Woher wollte er wissen, dass mein Jahr nicht gerade das beste gewesen war? Naja, so ein alter Kauz hat sich bestimmt mit Glühwein aufgewärmt und ist ein bisschen senil. Ich nickte ihm zu, drehte mich um und stapfte auf dem inzwischen menschenleeren Fußweg durch den dreckigen Schnee. Plötzlich hörte ich etwas, eine Art Klingeln. Wie Glocken oder so. Als ich zurück zu dem alten Mann sah, war da nur noch seine schmutzige Decke.

Dann bemerkte ich, dass das Klingeln von oben zu kommen schien. Ich blickte hoch zum Himmel und was ich dort sah, würdet ihr mir ja doch nicht glauben. "Ach ja", dachte ich. "Es ist Weihnachten."

Samstag, 21. Dezember 2024

Wort zum Sonntag

In der besinnlichen Vorweihnachtszeit - konkreter: diese Woche - habe ich mal wieder etwas dazugelernt. Jeder Mensch hat ja ein gewisses Wertesystem, eigene Grenzen, eventuell auch (wörtlich) Vorurteile, unterschiedliche Erfahrungen und so weiter.

Und obwohl ich schon viele Winter erlebt habe, gibt es ganz offensichtlich noch immer Dinge, die ich in mein System nicht einordnen kann. Für die meine Lebenserfahrung nicht ausreicht, um sie zu begreifen.

Ich habe vor einigen Tagen von einem der unfassbarsten Verbrechen erfahren, von denen ich je gehört habe. Mein Wortschatz reicht nicht aus, um einerseits eine Frau zu ehren, die praktisch ihr komplettes Leben offenbart, um anderen Frauen Mut zu machen. Und andererseits meine Verachtung für Lebewesen auszudrücken, die jenseits von allem sind, wofür ich Abneigung empfinden kann. Die in mir Scham auslösen, derselben Spezies und demselben Geschlecht anzugehören.

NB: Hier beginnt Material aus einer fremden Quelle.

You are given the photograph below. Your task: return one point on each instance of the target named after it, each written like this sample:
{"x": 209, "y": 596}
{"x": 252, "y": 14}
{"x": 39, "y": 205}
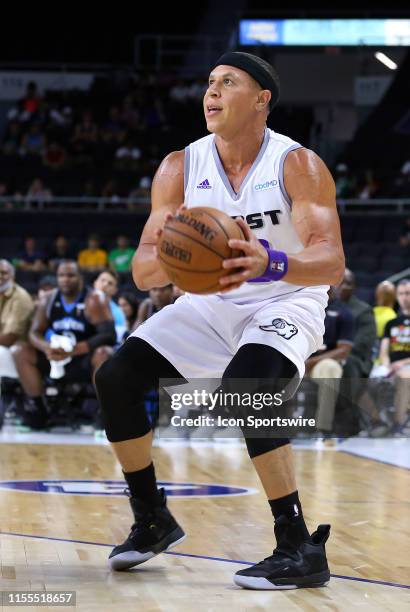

Gestern Abend dann geschieht etwas, an das wir uns leider fast gewöhnt haben. Zunächst überrascht, dass der mutmaßliche Täter Arzt ist, sogar Psychiater. Heute dann erfahren wir, dass er nicht wie erwartet Islamist ist, sondern offenbar ein Rechtsextremist mit einem Faible für die größte faschistoide Partei der Republik. Offenbar ist das Leben doch komplexer als die strikte Schwarz-weiß-Aufteilung in sozialen Netzwerken. Offenbar haben wir vergessen, dass es Arschlöcher in allen Farben gibt.

Und dann noch ein Gedanke: Refugees welcome - ganz klar und erstmal ohne Einschränkung. Hunger ist so tödlich wie Krieg, niemand will sterben. Aber ich habe trotzdem das Gefühl, dass wir als Gesellschaft und als politische Einheit es nicht hinkriegen, ein Zusammenleben aller Menschen zu gestalten. Und mit "wir" meine ich die Menschheit. Oder anders: Weder will ich in einem rassistischen, von Nazis regierten Land leben noch will ich mich unwohl fühlen, wenn ich abends durch die Straßen gehe. Schutzzäune um Veranstaltungen lösen genau so Beklemmung aus wie Springerstiefel- oder Leerdenker-Demos.

Ich hab's ja nicht so mit Weihnachten. Aber nächste Woche mal drei Tage darüber nachzudenken, was das große Wort Frieden wirklich bedeutet, ist vielleicht eine ganz gute Idee. (Sorry für mein Wort zum Sonntag.)